During a press briefing Thursday, Governor Andrew Cuomo denied accusations that he made unwanted sexual advances toward his female staffers, challenging a reporter’s assertion that harassment entails making someone feel uncomfortable.

“If I just made you feel uncomfortable, that is not harassment. That’s you feeling uncomfortable,” Cuomo commented.

The reporter emphasized that the harasser’s intentions are irrelevant according to the law on the books and asked the governor to acknowledge that.

“I never said anything that I believed was inappropriate, I never meant to make you feel that way. You may hear it that way, you may interpret it that way, and I respect that, and I apologize to you if I said something you think is offensive,” Cuomo said.

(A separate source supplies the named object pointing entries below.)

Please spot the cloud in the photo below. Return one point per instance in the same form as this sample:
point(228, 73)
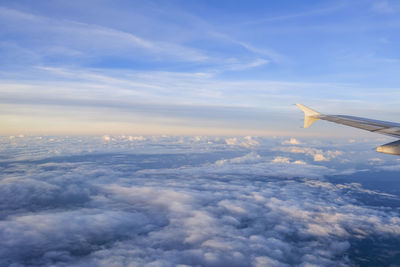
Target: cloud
point(317, 154)
point(291, 141)
point(174, 201)
point(281, 160)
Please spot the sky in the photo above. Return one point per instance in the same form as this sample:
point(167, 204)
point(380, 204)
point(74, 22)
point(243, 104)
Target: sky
point(197, 201)
point(195, 67)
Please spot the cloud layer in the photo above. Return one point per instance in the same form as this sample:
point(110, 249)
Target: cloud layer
point(190, 201)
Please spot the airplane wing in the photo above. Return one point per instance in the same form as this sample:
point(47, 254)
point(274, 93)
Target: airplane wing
point(382, 127)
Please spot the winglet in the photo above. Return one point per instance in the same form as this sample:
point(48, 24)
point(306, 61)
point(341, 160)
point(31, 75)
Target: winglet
point(310, 116)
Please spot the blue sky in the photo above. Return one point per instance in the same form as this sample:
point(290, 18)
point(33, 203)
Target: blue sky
point(195, 67)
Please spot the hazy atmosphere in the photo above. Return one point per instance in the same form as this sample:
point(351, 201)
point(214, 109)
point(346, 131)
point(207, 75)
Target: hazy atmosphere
point(194, 67)
point(165, 133)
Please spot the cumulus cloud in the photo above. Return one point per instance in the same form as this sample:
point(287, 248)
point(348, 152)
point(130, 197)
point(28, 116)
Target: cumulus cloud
point(172, 204)
point(291, 141)
point(317, 154)
point(281, 160)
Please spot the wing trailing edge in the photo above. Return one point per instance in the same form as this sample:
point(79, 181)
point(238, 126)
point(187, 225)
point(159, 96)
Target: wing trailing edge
point(376, 126)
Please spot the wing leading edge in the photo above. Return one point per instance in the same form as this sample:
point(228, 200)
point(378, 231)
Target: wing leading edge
point(382, 127)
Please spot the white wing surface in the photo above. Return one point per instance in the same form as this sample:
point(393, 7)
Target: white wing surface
point(382, 127)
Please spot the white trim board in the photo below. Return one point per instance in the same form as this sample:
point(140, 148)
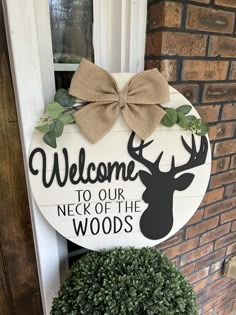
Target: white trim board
point(31, 58)
point(30, 81)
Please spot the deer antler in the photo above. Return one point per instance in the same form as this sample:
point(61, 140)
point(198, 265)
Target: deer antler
point(197, 158)
point(139, 156)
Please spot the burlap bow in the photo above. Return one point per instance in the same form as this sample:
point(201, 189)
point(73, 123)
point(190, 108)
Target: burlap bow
point(138, 101)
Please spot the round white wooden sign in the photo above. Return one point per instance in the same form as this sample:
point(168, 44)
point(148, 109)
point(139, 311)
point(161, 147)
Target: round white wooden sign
point(121, 191)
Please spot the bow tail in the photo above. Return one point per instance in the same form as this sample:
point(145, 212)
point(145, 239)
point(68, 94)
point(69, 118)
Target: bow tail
point(143, 119)
point(96, 119)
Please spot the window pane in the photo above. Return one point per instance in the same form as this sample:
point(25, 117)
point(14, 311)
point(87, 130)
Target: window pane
point(71, 27)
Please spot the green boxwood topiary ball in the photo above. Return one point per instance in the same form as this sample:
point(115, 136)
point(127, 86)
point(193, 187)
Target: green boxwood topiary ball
point(125, 281)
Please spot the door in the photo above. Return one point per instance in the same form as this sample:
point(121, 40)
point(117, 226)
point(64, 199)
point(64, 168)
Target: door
point(118, 45)
point(19, 285)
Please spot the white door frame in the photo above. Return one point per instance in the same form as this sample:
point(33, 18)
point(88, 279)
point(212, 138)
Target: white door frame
point(31, 58)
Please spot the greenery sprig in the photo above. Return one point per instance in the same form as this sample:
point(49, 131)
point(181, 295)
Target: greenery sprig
point(180, 117)
point(60, 113)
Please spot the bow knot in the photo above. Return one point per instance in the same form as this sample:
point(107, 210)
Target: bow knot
point(122, 98)
point(138, 101)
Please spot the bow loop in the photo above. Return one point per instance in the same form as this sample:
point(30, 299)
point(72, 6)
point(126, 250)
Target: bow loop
point(138, 101)
point(122, 98)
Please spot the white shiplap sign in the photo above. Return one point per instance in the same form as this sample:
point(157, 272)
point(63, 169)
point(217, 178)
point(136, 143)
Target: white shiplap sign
point(120, 191)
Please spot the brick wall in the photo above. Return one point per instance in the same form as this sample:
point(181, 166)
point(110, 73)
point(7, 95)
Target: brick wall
point(193, 43)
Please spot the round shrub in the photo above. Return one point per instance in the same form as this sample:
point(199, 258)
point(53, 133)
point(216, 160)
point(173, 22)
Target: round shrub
point(125, 281)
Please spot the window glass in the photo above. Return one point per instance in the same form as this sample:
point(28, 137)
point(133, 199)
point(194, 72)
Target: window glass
point(71, 27)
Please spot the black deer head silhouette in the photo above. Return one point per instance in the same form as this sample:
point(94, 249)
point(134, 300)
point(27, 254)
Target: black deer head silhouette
point(157, 220)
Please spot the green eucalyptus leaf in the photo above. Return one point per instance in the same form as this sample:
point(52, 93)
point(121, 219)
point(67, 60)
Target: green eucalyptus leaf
point(170, 117)
point(183, 122)
point(57, 128)
point(185, 109)
point(54, 110)
point(64, 98)
point(43, 128)
point(204, 129)
point(67, 118)
point(50, 139)
point(191, 117)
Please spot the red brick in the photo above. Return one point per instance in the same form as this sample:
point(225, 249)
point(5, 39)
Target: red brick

The provision the reporter referred to was signed into law in 2019 by Cuomo himself. The legislation codified new workplace harassment protections that lowered the bar for employees to introduce cases of sexual harassment, discrimination, and assault by amending the New York Human Rights Law to clarify that conduct need not be “severe or pervasive.”

At the time of the law’s signing, Cuomo remarked that there “has been an ongoing, persistent culture of sexual harassment, assault and discrimination in the workplace, and now it is time to act.”

“By ending the absurd legal standard that sexual harassment in the workplace needs to be ‘severe or pervasive’ and making it easier for workplace sexual harassment claims to be brought forward, we are sending a strong message that time is up on sexual harassment in the workplace and setting the standard of equality for women,” he said.

Cuomo’s Thursday statement comes as investigations into multiple scandals currently embattle the governor’s office, including allegations of sexual misconduct.

At least eight women have claimed that Cuomo inappropriately touched them or made comments that made them uncomfortable. Cuomo has repeatedly refuted the accusations, while offering that he hugs and kisses people to be friendly as well as acts “playful” and pokes fun about their personal lives, behavior which he believes does not constitute harassment.